Quote of the day

måndag 26 mars 2012

Story brilliance

As I lay down yet another sleepless night among many, not in the bad sense, no - not at all. It's silent, only weak white noises and the vibrance of thought passing through my head, mixing into an urban like soundscape.

I sit up, trying to process the plethora of thoughts. They are not heavy, actually my mind rarely feels so empty, so silent.

Then I abruptly disturb the pleasureable soundscape by rapidly tapping out my mind onto the laptop keyboard. It seems the only road tonight is to put my mind to rest through the dance of my fingers.

In harmony the soundscape and the dance blend into what can only be the very essence of my sleeplessness. An idea.

I have told many stories, on paper, by mouth either structured or improvised. And last but not least by action.

And I have been told innumerable stories through my life. Everything from the first children's books read to me as a goodnight saga to Disney on TV or much darker, the lies of grown ups. Some stories have been brilliant, others have served their purpose and some were downright awful.

But we rarely stop and think what components actually make a good story. There's classical ways to write a decent story, but it doesn't teach you how to go beyond and reach your potential and to break the barrier between conventional writing and finding your own style.
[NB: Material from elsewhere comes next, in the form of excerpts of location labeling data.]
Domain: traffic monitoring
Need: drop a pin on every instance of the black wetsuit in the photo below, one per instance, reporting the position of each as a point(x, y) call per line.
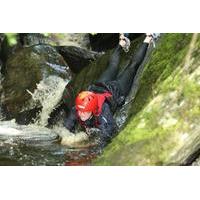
point(119, 89)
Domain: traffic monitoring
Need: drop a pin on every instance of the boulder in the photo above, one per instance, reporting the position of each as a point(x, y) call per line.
point(162, 124)
point(30, 39)
point(76, 57)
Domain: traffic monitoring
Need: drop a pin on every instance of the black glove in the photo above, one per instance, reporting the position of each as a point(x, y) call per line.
point(92, 131)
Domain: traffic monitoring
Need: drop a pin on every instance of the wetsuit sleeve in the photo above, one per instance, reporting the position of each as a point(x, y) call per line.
point(71, 120)
point(107, 123)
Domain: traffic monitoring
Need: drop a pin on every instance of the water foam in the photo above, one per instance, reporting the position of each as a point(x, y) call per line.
point(48, 95)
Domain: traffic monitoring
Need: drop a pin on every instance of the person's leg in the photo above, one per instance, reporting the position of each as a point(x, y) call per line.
point(112, 69)
point(125, 80)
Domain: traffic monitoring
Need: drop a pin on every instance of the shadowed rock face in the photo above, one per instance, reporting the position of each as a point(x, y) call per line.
point(162, 127)
point(25, 69)
point(76, 57)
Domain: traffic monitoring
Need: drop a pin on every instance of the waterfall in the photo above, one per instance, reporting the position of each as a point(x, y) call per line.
point(48, 95)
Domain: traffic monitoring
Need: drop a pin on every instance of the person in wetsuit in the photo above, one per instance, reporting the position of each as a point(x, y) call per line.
point(94, 107)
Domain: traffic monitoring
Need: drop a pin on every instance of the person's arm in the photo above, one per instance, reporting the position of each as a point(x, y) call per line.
point(70, 121)
point(107, 124)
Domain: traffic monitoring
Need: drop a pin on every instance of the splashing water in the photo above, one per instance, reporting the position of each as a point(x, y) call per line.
point(48, 94)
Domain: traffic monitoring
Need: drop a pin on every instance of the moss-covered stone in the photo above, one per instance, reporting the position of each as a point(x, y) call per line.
point(164, 118)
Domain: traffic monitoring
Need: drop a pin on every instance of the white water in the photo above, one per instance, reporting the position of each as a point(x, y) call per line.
point(48, 94)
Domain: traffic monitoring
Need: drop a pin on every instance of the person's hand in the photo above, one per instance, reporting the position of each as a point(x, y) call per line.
point(92, 131)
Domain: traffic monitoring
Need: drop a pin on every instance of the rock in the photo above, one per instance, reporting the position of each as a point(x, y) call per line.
point(26, 68)
point(163, 122)
point(76, 57)
point(30, 39)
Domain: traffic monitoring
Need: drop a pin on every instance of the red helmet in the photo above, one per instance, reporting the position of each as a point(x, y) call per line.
point(86, 101)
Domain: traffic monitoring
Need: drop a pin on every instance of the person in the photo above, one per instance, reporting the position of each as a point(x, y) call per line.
point(94, 107)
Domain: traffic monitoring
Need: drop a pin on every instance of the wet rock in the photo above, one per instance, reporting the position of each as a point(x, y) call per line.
point(77, 58)
point(162, 127)
point(30, 39)
point(24, 70)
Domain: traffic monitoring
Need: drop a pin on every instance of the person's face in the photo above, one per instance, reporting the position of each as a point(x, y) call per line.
point(84, 115)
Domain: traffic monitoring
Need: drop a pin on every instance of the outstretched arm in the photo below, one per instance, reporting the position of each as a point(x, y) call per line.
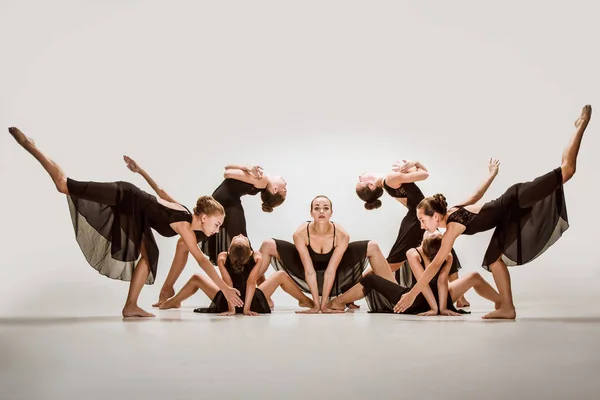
point(252, 175)
point(309, 270)
point(189, 237)
point(251, 284)
point(414, 259)
point(342, 239)
point(475, 197)
point(453, 230)
point(134, 167)
point(409, 171)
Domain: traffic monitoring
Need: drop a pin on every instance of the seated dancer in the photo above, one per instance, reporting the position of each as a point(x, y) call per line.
point(239, 181)
point(239, 267)
point(322, 260)
point(113, 225)
point(400, 185)
point(436, 299)
point(527, 219)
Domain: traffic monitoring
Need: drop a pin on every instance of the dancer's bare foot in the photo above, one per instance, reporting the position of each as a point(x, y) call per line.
point(168, 304)
point(462, 302)
point(165, 294)
point(586, 114)
point(308, 303)
point(501, 313)
point(336, 305)
point(20, 137)
point(135, 311)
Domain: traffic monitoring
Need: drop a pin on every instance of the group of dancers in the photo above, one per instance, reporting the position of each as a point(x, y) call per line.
point(114, 225)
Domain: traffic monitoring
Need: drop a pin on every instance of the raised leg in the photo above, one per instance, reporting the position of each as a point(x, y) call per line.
point(569, 157)
point(57, 175)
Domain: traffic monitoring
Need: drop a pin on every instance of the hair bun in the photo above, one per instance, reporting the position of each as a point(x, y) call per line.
point(372, 205)
point(267, 207)
point(441, 199)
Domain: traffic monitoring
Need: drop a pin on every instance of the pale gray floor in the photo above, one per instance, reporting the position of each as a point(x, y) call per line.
point(551, 351)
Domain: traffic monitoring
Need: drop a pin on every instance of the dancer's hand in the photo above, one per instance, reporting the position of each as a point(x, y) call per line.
point(403, 166)
point(233, 295)
point(227, 314)
point(313, 310)
point(131, 164)
point(449, 313)
point(255, 171)
point(327, 310)
point(405, 302)
point(429, 313)
point(493, 166)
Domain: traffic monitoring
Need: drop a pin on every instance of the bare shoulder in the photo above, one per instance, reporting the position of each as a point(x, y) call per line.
point(412, 253)
point(222, 256)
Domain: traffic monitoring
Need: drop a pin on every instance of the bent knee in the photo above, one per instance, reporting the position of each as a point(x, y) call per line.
point(367, 281)
point(268, 246)
point(373, 247)
point(61, 185)
point(474, 276)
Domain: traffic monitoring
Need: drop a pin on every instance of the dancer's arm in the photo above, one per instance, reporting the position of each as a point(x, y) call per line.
point(301, 242)
point(453, 230)
point(189, 237)
point(342, 240)
point(221, 258)
point(475, 197)
point(252, 175)
point(410, 171)
point(251, 284)
point(134, 167)
point(413, 258)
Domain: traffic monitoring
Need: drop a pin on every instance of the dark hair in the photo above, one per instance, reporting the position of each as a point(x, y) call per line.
point(434, 204)
point(370, 197)
point(239, 254)
point(323, 196)
point(431, 245)
point(209, 206)
point(270, 200)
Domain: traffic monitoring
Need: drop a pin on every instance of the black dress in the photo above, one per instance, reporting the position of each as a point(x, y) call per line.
point(528, 218)
point(239, 279)
point(382, 294)
point(352, 265)
point(410, 234)
point(114, 220)
point(229, 194)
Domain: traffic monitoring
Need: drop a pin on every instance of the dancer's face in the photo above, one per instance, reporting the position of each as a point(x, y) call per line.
point(430, 224)
point(321, 209)
point(211, 224)
point(278, 185)
point(240, 240)
point(366, 180)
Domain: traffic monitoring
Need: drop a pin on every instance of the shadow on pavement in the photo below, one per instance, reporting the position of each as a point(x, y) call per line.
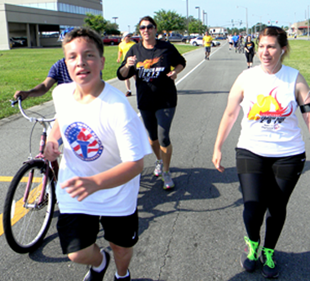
point(191, 184)
point(198, 92)
point(292, 266)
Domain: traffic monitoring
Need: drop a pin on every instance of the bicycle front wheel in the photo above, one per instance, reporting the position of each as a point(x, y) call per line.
point(26, 218)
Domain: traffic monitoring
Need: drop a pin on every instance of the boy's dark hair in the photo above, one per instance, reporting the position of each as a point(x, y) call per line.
point(84, 32)
point(150, 19)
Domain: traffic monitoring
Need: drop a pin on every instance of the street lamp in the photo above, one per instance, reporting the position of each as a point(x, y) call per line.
point(187, 16)
point(102, 3)
point(260, 24)
point(246, 19)
point(198, 12)
point(205, 13)
point(308, 23)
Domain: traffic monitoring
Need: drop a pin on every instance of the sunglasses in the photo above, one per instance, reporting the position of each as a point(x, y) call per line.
point(149, 26)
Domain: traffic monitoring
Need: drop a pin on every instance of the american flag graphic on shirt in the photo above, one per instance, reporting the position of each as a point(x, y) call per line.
point(83, 141)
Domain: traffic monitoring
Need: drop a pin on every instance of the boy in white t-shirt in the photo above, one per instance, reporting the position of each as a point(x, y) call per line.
point(104, 146)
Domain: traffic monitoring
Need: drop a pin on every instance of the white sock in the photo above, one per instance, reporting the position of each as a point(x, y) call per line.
point(102, 265)
point(118, 276)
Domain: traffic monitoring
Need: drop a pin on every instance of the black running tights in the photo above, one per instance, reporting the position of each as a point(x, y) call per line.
point(267, 183)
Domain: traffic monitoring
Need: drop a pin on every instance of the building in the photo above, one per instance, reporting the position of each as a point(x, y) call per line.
point(299, 28)
point(218, 31)
point(40, 21)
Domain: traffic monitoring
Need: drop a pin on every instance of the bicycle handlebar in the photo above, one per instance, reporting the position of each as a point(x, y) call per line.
point(31, 119)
So let's do that, let's stop for a brief moment and think.

Conventions such as great characters, a compelling narrative, no huge clichés, sounds very promising don't you think?
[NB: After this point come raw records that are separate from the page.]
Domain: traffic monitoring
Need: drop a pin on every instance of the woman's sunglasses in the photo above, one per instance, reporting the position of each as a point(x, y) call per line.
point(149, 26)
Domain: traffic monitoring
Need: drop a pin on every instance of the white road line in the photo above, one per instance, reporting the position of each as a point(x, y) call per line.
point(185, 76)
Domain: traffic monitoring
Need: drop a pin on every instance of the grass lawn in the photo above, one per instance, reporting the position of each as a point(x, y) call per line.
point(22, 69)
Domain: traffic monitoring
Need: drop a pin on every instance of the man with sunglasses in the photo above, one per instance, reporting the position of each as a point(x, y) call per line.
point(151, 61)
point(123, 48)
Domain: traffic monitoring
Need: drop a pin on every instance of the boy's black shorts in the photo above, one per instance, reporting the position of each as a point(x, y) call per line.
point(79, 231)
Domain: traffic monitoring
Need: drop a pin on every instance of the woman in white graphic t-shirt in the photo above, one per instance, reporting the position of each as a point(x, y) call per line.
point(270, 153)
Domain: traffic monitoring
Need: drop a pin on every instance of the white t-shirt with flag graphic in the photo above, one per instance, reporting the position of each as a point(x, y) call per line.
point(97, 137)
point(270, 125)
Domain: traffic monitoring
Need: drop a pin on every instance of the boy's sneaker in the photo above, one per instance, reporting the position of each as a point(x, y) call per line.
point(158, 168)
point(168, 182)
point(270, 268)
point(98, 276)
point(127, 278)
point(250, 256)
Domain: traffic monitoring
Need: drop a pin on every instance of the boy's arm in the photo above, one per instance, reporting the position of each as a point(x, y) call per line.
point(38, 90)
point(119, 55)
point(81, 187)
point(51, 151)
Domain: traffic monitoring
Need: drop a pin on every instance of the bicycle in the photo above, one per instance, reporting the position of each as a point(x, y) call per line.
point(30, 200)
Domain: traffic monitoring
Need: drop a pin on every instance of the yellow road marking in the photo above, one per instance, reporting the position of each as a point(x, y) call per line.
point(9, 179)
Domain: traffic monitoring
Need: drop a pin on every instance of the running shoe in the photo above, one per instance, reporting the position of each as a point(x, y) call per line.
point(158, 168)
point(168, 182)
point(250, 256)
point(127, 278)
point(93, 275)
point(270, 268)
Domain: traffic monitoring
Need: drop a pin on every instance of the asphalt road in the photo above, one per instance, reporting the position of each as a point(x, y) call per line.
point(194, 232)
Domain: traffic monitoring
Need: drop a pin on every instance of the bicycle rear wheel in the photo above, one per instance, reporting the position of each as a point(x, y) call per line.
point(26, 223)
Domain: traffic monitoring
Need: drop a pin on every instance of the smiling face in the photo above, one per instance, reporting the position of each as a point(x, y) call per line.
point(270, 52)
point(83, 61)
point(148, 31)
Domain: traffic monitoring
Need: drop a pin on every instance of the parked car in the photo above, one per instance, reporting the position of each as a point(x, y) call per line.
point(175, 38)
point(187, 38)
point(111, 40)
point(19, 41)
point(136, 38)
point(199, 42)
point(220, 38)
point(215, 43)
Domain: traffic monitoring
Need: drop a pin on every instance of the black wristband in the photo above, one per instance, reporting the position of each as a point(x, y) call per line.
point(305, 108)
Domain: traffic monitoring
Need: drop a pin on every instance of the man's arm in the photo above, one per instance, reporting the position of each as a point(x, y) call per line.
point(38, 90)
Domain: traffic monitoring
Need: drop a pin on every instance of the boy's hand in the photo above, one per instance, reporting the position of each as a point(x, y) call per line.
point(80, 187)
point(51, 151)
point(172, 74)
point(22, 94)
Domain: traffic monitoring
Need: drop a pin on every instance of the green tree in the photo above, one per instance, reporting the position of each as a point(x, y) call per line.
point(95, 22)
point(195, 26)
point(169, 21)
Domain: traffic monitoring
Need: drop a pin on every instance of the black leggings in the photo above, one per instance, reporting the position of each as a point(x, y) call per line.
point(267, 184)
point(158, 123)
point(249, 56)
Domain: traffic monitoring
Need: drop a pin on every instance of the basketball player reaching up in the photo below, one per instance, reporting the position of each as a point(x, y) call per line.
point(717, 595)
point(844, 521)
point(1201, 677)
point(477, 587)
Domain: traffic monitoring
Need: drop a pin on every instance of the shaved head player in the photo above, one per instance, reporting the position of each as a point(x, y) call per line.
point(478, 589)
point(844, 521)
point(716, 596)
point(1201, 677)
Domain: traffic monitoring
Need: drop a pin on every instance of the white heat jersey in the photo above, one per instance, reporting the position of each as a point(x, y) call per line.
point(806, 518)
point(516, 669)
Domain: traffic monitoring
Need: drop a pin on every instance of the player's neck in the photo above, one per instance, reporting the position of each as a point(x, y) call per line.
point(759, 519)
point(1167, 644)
While most of those points are valid in most forms of writing. Your way of writing should never have to conform to those, only conform if it is by free will.

One of my most profound pieces is the story of Hexagonica. With Hexagonica I crafted a world to play with freely in which no convention or boundary was needed. I was sleep deprived, probably hadn't eaten correctly in days and been really deep into philosophy and had a decent mixture of odd influences from games and movies when I started to type the first words of the story.
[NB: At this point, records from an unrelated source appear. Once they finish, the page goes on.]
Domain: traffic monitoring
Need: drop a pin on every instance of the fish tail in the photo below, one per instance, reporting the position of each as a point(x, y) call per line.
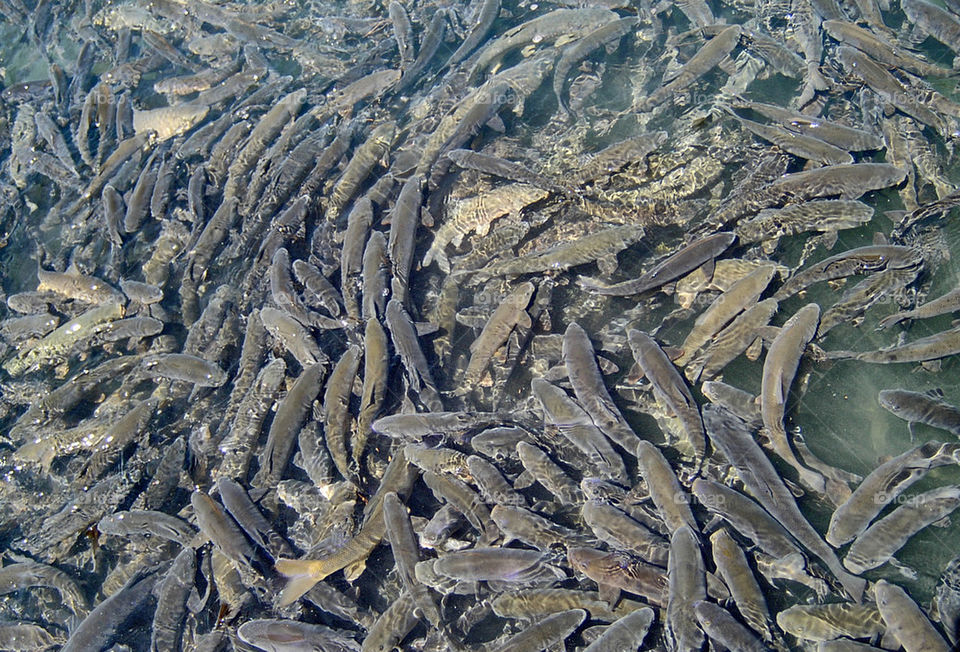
point(841, 355)
point(891, 320)
point(301, 577)
point(591, 284)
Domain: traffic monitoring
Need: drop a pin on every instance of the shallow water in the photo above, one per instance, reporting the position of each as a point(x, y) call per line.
point(833, 404)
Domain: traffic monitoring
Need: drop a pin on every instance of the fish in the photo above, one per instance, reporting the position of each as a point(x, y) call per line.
point(731, 563)
point(878, 543)
point(690, 257)
point(949, 302)
point(670, 388)
point(874, 75)
point(619, 571)
point(881, 50)
point(720, 626)
point(905, 621)
point(477, 214)
point(550, 631)
point(336, 403)
point(671, 500)
point(509, 314)
point(928, 408)
point(826, 622)
point(538, 30)
point(933, 347)
point(302, 574)
point(687, 585)
point(708, 56)
point(739, 336)
point(276, 635)
point(573, 54)
point(601, 245)
point(882, 485)
point(839, 135)
point(627, 632)
point(403, 543)
point(779, 370)
point(763, 482)
point(801, 145)
point(590, 390)
point(739, 296)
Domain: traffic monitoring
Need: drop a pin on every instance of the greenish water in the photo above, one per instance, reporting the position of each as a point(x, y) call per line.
point(833, 403)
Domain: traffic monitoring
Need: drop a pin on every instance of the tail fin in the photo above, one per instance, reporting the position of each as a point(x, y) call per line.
point(300, 579)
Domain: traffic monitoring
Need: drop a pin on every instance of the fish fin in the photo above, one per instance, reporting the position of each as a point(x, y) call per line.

But what is Hexagonica? It is the beginning of a universe. A story meant to portray a certain kind of advent chaos that we really could never begin to understand unless we extracted a chunk of it and present it in chosen pieces. Reading the true "Hexagonica" story would be the equivalent of trying to see a hypercube.

And as you may or may not know, we can only project a hypercube into three dimensional space to approximate it. The same goes with Hexagonica.

Hexagonica doesn't have compelling characters, and the story arch and ending is a mess. It has a few clichés. It's actually trash, from a conventional point of view.

Having read it several times and having it spark numerous philosophical debates I've come to realize that the nature of the story that is Hexagonica transcends that of the paper it's written on. There is almost always somebody pointing out a new reference or a new philosophical point I never intended and as such those people shape the story as they read.

See when I wrote it there were no rules I just wrote whatever came to my mind. In the end it didn't need interesting characters. It was "deep" enough on it's own.

Let's leave Hexagonica and explore more on how to archive "Story brilliance". One of my favorite game companies, Bioware just recently explained in a video how they made the story of Mass Effect.

Anyone who has ever tried making multiple branching storylines where they try to anticipate the choices the player(s) want to make knows it's incredibly difficult. What Bioware did was to create a baseline of characters. At the time the characters were inserted into the world, especially the "team members" they were basically assets.

Whenever they created a "mission" for Mass Effect they created the mission first with it's bare bone basics and then they could at any time call upon the assets if they were avaliable. If not, then another event might transpire or it might not happen at all.

This is a superb way to design an overarching story to a game. The actual lore would be separate of course.

For instance I think it would be interesting to explore this type of writing for books or pen and paper roleplaying scenarios.

But even Mass Effect have clichés which brings me to my next point. Elves and Dwarves are cliché races in fantasy writing. They are so normal now that I'm personally choking everytime I hear about it. But there are settings and ways to give even such an old and over used cliché a small spark of ingenuinity. I'm going to be honest, get off your lazy ass riding the LoTR wave and find your own goldmine.

Elves and Dwarves sure, hey LoTR was not first I know that. But what makes them unique and what are their properties right now that fulfill a part in your story and setting? Unless there's a compelling reason for them to be of a specific "race" then why include them at all?

The answer is simply that people can relate to them. And honestly you are simply looking down upon your readers and your ability to make justice to an entire race of your own making while you should be excited about the fact you can play "god" and shape your creation any way you like

Last but not least. I find sometimes I need to get into a certain mindset to write certain things. These are things you can trigger and control, play with your mindset, write in different situations in life, you might surprise yourself when you see what comes out.

Time to let the tapping fade into the distant unheard echo of the night as I slip into my dreamworld.